Letter from Grenoble

October 29, 1918 – Letter to Robert’s mother:

Dear Mother,

Here it is nearly “Dear Old Dull November.” Before I know it, the snow will be falling and I will still be in France. I have winter underwear + trench vest and gloves and heavy socks and overcoat so I am ready.

But I can hardly believe that the summer is so near gone. I saw a lot of real snow today and tomorrow I am going climbing to where it is. I am right at the foot of the Alps Mountains in the city of Grenoble. It is the first town that I have seen for some time that has not been shelled or bombed. What a difference there is between this town and Verdun, which I saw a while back. Just a pile of brick and mortar with some broken walls sticking up here and there. That is; part of it is that way. Here they don’t know what a gun sounds like.

There are some few Italian and Australian soldiers here and also some French. The Italians are not neat but eh Australians are all clothes. We Americans try to be neat but are too far from home to be really well dressed. No tailor-made clothes etc.

The Y.M.C.A. is sure a swell place. They have a canteen where they sell chocolate or coffee with bread + jam and pop + pie. Most of the Y men have their wives or daughters with them and they do all they can to make things pleasant for us. But I wish you were here to cut the pie and spread the jam on the bread. They are too dainty about it. They seem to think it is a pink(?) tea they are serving, instead of Yank soldiers.

The meals at the Hotel de Europe, where I stay are pretty good however.

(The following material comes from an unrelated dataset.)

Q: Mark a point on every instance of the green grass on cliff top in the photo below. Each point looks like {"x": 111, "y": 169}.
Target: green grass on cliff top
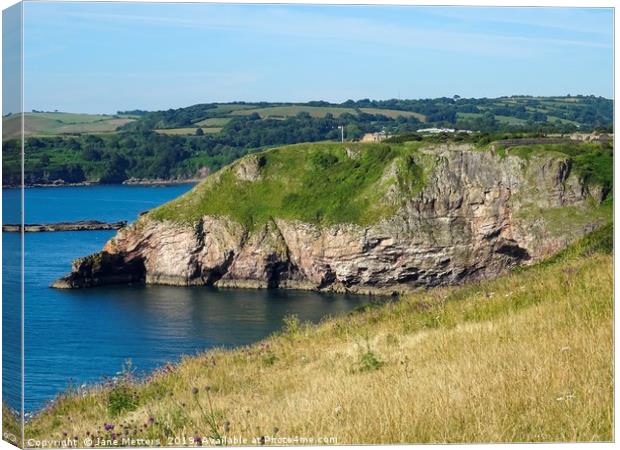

And I have a bed that is so soft that I can’t sleep because it is so comfortable. I know I could sleep better under it on the floor in my own blankets. This is the first bed I have slept in since I left the States. I may get used to it in a few days tho.

I got a Kodak and took some pictures today. Art Herbert and I got some French kids to act as guides. They speak a little English which they learned in school and like to show us about just to hear us talk so that they can learn it. I will send some of the pictures when they are developed.

I wrote dad so much yesterday that there is no news today.

Love to all

Rob


I love these letters so much, and never more so than when Robert’s letters clear up some of the questions raised by his diary entries. In this case, I wrote two weeks ago about some old photos I found in my collection of treasures from my dad’s side of the family. This letter not only describes people that match these photos, it even explains that Robert got a new camera and took photos.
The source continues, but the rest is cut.